Dataflow kit uses CSS selectors to find HTML elements in web pages and to extract data from. DFK engine makes its best guess what the CSS selector might be for the selected elements. But sometimes you may specify CSS selector values manually. At the bottom of the page is a queue of links describing CSS Selectors.

Selector types

selector types
There are 3 possible selector types:
  •  Text selector extracts human-readable text from the selected element and from all its child elements. HTML tags are stripped and only text is returned.
  •  Link is used for link extraction and website navigation. Capture `href` attribute (URL), text or specify a special `Path` option for navigation only. When "Path" option specified, all other selectors become disable and no results from the current page will be returned.
  •  Image selector extracts src (URL) and alt attributes of an image.

Filters

Filters are used to manipulate text data when extracting.

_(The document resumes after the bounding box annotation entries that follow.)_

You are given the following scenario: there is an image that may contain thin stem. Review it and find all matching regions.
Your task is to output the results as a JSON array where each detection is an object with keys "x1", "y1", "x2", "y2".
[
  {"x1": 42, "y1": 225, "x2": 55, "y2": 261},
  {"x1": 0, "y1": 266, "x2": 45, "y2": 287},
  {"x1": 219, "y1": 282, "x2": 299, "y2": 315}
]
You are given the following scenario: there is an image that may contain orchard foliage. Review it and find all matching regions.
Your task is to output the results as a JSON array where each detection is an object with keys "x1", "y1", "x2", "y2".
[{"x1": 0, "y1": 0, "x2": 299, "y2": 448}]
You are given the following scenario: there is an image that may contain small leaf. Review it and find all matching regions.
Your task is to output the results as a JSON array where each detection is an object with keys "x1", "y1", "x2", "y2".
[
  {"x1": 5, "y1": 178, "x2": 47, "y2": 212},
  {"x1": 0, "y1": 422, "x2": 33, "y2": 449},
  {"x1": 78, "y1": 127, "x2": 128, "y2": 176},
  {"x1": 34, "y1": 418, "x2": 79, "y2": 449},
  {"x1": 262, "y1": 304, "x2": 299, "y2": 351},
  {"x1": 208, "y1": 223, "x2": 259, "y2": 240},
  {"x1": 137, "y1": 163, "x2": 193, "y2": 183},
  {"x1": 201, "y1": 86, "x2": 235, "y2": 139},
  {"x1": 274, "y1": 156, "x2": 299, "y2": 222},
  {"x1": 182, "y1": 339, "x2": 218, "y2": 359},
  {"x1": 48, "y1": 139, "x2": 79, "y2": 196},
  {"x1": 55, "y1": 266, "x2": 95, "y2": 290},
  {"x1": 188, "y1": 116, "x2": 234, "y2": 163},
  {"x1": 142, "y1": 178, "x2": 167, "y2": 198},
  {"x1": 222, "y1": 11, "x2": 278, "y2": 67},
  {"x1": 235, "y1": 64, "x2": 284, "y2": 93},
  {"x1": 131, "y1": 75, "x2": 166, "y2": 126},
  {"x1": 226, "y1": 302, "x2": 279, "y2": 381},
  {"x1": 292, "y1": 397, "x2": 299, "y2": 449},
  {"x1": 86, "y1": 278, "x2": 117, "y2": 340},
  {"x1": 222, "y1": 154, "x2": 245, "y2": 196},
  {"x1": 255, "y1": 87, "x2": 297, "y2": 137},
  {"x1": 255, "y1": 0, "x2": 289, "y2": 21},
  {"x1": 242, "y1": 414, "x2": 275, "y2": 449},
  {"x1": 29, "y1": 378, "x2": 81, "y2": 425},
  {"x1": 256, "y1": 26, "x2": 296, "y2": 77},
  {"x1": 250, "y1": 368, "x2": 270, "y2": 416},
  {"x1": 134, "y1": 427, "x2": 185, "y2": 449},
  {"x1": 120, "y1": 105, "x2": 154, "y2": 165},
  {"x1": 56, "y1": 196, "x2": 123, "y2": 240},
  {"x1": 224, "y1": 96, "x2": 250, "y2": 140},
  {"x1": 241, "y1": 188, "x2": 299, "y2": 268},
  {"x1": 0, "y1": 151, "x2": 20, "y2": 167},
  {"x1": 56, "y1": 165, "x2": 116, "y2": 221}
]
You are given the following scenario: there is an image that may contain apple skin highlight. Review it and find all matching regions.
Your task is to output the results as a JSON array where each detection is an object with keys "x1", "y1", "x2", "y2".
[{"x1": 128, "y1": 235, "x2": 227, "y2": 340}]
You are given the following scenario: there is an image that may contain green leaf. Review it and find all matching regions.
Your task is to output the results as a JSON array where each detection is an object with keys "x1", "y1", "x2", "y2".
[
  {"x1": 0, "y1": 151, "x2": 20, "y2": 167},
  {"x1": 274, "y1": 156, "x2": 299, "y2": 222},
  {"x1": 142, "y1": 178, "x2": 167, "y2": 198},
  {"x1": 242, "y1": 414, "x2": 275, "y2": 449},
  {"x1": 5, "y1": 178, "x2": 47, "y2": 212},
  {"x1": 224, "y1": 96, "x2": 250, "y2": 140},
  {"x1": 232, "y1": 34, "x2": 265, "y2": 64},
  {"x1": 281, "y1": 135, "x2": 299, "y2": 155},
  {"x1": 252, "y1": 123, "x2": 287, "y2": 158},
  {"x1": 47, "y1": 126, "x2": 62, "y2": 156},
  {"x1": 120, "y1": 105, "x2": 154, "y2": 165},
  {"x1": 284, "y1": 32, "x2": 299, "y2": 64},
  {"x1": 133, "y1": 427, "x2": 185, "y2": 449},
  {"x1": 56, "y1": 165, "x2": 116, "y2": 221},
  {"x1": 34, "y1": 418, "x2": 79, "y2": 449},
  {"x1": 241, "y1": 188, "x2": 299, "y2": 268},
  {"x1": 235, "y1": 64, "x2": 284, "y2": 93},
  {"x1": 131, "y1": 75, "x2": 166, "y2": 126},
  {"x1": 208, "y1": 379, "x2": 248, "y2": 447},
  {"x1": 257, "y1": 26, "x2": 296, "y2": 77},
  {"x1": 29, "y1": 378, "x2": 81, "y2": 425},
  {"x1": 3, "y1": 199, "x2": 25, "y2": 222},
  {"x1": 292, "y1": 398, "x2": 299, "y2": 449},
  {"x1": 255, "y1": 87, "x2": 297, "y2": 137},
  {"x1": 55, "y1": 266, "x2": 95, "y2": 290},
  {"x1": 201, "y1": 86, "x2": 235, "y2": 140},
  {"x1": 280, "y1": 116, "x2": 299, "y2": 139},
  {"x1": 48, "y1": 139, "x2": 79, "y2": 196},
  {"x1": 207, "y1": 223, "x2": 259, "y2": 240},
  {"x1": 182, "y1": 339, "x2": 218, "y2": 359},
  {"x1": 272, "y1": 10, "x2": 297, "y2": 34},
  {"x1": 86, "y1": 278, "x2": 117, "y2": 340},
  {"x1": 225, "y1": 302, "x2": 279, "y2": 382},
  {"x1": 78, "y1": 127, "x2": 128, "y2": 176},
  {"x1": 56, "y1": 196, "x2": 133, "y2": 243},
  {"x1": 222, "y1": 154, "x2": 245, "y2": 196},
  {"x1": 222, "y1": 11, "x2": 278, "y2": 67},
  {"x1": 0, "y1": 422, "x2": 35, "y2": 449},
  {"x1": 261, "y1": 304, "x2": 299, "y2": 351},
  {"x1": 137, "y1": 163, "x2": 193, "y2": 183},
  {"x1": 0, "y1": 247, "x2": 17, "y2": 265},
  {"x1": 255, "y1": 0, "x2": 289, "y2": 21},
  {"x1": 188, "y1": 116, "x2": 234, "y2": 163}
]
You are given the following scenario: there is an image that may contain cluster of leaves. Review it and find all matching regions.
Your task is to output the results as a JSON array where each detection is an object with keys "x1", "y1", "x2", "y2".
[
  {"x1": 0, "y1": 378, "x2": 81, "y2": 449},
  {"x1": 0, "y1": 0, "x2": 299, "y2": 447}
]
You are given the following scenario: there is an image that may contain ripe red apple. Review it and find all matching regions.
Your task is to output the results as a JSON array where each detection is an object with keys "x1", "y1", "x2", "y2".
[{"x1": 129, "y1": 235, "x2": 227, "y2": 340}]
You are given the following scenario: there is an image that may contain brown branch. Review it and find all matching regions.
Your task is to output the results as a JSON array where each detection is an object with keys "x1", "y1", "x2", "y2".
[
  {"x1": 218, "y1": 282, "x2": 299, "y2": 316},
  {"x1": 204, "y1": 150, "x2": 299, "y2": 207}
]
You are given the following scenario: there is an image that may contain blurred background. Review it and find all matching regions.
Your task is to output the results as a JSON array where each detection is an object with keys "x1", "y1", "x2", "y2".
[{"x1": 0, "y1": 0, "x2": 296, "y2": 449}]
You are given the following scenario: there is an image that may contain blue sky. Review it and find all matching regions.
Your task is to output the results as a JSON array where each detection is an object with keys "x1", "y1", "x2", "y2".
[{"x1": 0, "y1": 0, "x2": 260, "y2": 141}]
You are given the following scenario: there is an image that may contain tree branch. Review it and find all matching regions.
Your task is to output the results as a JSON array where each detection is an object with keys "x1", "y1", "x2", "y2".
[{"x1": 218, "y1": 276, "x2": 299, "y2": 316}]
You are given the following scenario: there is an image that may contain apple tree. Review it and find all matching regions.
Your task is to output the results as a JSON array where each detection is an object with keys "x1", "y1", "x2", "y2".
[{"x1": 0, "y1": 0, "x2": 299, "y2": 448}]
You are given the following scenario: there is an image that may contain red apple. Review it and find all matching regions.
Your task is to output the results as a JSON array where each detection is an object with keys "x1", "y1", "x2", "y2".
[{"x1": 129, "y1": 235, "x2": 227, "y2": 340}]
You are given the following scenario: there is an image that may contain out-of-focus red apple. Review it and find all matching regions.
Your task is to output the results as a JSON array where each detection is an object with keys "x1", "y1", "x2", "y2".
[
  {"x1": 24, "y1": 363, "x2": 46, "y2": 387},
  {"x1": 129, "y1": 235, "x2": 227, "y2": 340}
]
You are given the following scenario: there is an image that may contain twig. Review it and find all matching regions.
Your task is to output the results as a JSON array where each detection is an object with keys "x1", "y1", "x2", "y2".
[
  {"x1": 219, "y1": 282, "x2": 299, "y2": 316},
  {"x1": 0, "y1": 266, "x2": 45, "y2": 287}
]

The following filters are available:

  • Trim returns a copy of the Extractor's text/ attribute, with all leading and trailing white space removed.
  • Normal case leaves the case and capitalization of text/ attribute exactly as is.
  • UPPERCASE makes all of the letters in the Extractor's text/ attribute uppercase.
  • lowercase makes all of the letters in the Extractor's text/ attribute lowercase.
  • Capitalize capitalizes the first letter of each word in the Extractor's text/ attribute

Filters are available for Text, Link and Image extractor types. Image alt attribute, Link Text and Text are influenced by specified filters.

selector filters

Regex

The regular expression can be used to extract a substring of the text that the selector extracts.
The whole match (group 0) will be returned as a result.
Some useful examples are listed in the table.

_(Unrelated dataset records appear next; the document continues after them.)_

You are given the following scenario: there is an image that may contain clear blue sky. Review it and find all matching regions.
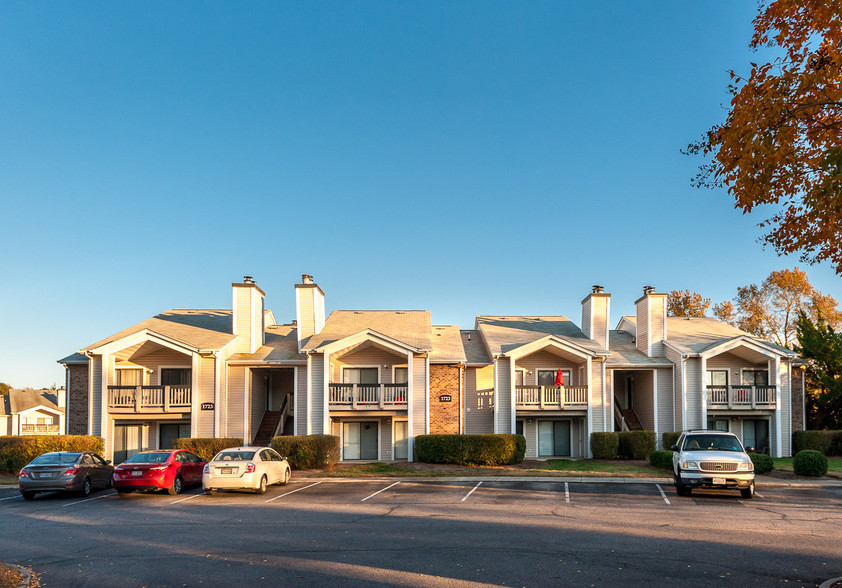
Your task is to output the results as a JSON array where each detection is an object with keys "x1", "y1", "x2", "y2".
[{"x1": 0, "y1": 0, "x2": 842, "y2": 387}]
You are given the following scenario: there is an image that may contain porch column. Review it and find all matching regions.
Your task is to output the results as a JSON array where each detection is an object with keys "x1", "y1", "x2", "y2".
[
  {"x1": 585, "y1": 356, "x2": 593, "y2": 459},
  {"x1": 772, "y1": 355, "x2": 780, "y2": 457}
]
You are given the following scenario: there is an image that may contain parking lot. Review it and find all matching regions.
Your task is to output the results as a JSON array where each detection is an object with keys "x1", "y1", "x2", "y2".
[{"x1": 0, "y1": 479, "x2": 842, "y2": 587}]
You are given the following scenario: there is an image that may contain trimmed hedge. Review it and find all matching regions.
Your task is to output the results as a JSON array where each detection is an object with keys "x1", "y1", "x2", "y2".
[
  {"x1": 748, "y1": 453, "x2": 775, "y2": 474},
  {"x1": 173, "y1": 437, "x2": 243, "y2": 461},
  {"x1": 792, "y1": 431, "x2": 842, "y2": 456},
  {"x1": 661, "y1": 431, "x2": 681, "y2": 449},
  {"x1": 792, "y1": 449, "x2": 827, "y2": 476},
  {"x1": 271, "y1": 435, "x2": 340, "y2": 470},
  {"x1": 649, "y1": 450, "x2": 672, "y2": 470},
  {"x1": 415, "y1": 435, "x2": 526, "y2": 465},
  {"x1": 0, "y1": 435, "x2": 105, "y2": 474},
  {"x1": 591, "y1": 433, "x2": 620, "y2": 459},
  {"x1": 618, "y1": 431, "x2": 657, "y2": 459}
]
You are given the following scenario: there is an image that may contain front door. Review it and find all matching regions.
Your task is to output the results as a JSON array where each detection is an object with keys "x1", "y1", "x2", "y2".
[
  {"x1": 114, "y1": 425, "x2": 143, "y2": 464},
  {"x1": 342, "y1": 422, "x2": 377, "y2": 459},
  {"x1": 395, "y1": 421, "x2": 409, "y2": 459},
  {"x1": 538, "y1": 421, "x2": 570, "y2": 457}
]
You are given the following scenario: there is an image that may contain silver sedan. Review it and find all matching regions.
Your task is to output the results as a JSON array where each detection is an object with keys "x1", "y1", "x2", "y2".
[{"x1": 202, "y1": 447, "x2": 292, "y2": 494}]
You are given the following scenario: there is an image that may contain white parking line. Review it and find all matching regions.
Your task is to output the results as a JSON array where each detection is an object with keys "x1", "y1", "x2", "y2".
[
  {"x1": 460, "y1": 482, "x2": 482, "y2": 502},
  {"x1": 62, "y1": 492, "x2": 117, "y2": 506},
  {"x1": 655, "y1": 484, "x2": 670, "y2": 504},
  {"x1": 170, "y1": 494, "x2": 201, "y2": 504},
  {"x1": 266, "y1": 482, "x2": 321, "y2": 502},
  {"x1": 360, "y1": 481, "x2": 400, "y2": 502}
]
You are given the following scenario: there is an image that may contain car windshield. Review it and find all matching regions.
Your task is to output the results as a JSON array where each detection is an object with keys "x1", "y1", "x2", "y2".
[
  {"x1": 682, "y1": 435, "x2": 743, "y2": 451},
  {"x1": 123, "y1": 451, "x2": 170, "y2": 463},
  {"x1": 213, "y1": 451, "x2": 254, "y2": 461},
  {"x1": 29, "y1": 453, "x2": 80, "y2": 465}
]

RegExr is an online tool to learn, build, & test Regular Expressions.

text regex result
price: 10.99$ [0-9]+\.[0-9]+ 10.99
id: H18JKDX4 [A-Z0-9]{8} H18JKDX4
date: 2018-10-19 [0-9]{4}\-[0-9]{2}\-[0-9]{2} 2018-10-19

Rename Collection. Modify selectors. Change CSS selectors' values.

  1. Give meaningful names to Collection and selectors instead of generated ones while selecting elements on the page. Double click on element's name to rename it.
    Note: In the output spreadsheet, the selector name will become the header for the column containing the data you collected.
  2. Specify CSS Selector value for web elements. Double click it to enter new value manually.

Delete Selectors.

Delete any selector from collection anytime by clicking `Trash` button if you don't need it anymore.